I think your suggestions go in similar directions as some of mine in various answers, e.g., marketing the product mostly to altruistic actors.
Intentional use of jargon is also something I’ve considered, but it comes at heavy costs, so it’s not my first choice.
References to previous EA materials can work, but I find it hard to think of ways to apply that to Squiggle. But certainly some demo models can be EA-related to make it differentially easier and more exciting for EA-like people to learn how to use it.
Lineage, implicit knowledge, and privacy: High costs again. Making a collaborative system secret would have it miss out on many of the benefits. And enforced openness may also help against bad stuff. But the lineage one is a fun idea I hadn’t thought of! :-D
My conclusion mostly hinges on whether runaway growth is unlikely or extremely unlikely. I’m assuming that it is extremely unlikely, so that we’ll always have time to react when things happen that we don’t want.
So the first thing I’m thinking about now is how to notice when things happen that we don’t want – say, through monitoring the referrers of website views, Google alerts, bounties, or somehow creating value in the form of a community so that everyone who uses the software has a strong incentive to engage with that community.

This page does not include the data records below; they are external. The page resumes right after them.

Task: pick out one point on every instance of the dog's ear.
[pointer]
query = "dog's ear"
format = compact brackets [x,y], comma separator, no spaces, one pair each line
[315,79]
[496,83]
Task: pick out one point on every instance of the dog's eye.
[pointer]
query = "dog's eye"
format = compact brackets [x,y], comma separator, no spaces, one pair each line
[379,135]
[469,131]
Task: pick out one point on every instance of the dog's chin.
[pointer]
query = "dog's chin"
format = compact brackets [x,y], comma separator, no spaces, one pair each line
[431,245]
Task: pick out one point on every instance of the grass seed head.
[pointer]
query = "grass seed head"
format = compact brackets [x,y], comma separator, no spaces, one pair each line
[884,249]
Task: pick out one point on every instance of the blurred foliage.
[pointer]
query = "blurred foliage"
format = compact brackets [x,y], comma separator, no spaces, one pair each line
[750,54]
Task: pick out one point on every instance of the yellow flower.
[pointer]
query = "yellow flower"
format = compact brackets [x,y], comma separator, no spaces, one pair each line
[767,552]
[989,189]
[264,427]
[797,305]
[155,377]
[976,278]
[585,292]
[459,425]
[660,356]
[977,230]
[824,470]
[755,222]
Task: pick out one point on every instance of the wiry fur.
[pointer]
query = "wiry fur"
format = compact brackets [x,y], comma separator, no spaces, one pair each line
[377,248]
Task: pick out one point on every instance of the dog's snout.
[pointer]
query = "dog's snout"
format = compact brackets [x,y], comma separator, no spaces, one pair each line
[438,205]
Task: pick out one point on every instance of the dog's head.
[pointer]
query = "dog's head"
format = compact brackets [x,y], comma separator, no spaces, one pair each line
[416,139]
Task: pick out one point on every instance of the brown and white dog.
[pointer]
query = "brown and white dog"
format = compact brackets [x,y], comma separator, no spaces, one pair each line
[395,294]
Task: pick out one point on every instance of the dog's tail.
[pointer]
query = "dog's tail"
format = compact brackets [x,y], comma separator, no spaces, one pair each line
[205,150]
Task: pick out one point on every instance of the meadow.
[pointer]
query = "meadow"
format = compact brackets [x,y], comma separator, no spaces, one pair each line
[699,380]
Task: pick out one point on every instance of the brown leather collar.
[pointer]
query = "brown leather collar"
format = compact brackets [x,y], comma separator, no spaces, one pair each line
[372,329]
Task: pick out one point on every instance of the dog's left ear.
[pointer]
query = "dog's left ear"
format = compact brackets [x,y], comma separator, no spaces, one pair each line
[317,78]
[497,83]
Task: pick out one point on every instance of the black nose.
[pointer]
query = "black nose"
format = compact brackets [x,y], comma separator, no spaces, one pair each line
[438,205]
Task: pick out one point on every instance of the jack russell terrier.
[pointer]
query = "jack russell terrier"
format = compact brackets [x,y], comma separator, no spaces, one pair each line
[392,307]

All in all, the measures I can think of are weak, but if the threat is also fairly unlikely, maybe those weak measures are proportional.
Quick chiming in;
I’d agree that this work is relatively value neutral, except for two main points:
1) It seems like those with good values are often rather prone to use better tools, and we could push things more into the hands of good actors than bad ones. Effective Altruists have been quick to adapt many of the best practices (Bayesian reasoning, Superforecasting, probabilistic estimation), but most other groups haven’t.
2) A lot of “values” seem instrumental to me. I think this kind of work could help change the instrumental values of many actors, if it were influential. My current impression is that there would be some level of value convergence that would come with intelligence, though it’s not clear how much of this would happen.
That said, it’s of course possible that better decision-making could be used for bad cases. Hopefully our better decision making abilities as we go on this trajectory could help inform us as to how to best proceed :)
Huh, yeah. I wonder whether this isn’t more of an “inadequate equilibria” type of thing where we use all the right tools that our goals incentivize us to use – an so do all the other groups, except their incentives are weird and different. Then there could easily be groups with uncooperative values but incentives that lead them to use the same tools.
A counterargument could be that a lot of these tools require some expertise, and people who have that expertise are probably not usually desperate enough to have to take some evil job, so most of these people will choose a good/neutral job over and evil job even if the salary is a bit lower.
But I suppose some socially skilled narcissist can just exploit any random modern surrogate religion to recruit good people for something evil by appealing to their morality in twisted ways. So I think it’s a pretty neat mechanism but also one that fails frequently.
Yeah, one of many, many benefits! :-) I don’t think the effect is going to be huge (so that we could rely on it) or tiny. But I’m also hoping that someone will use my system to help me clarify my values. ^^
Deferring to future versions of us: Yep!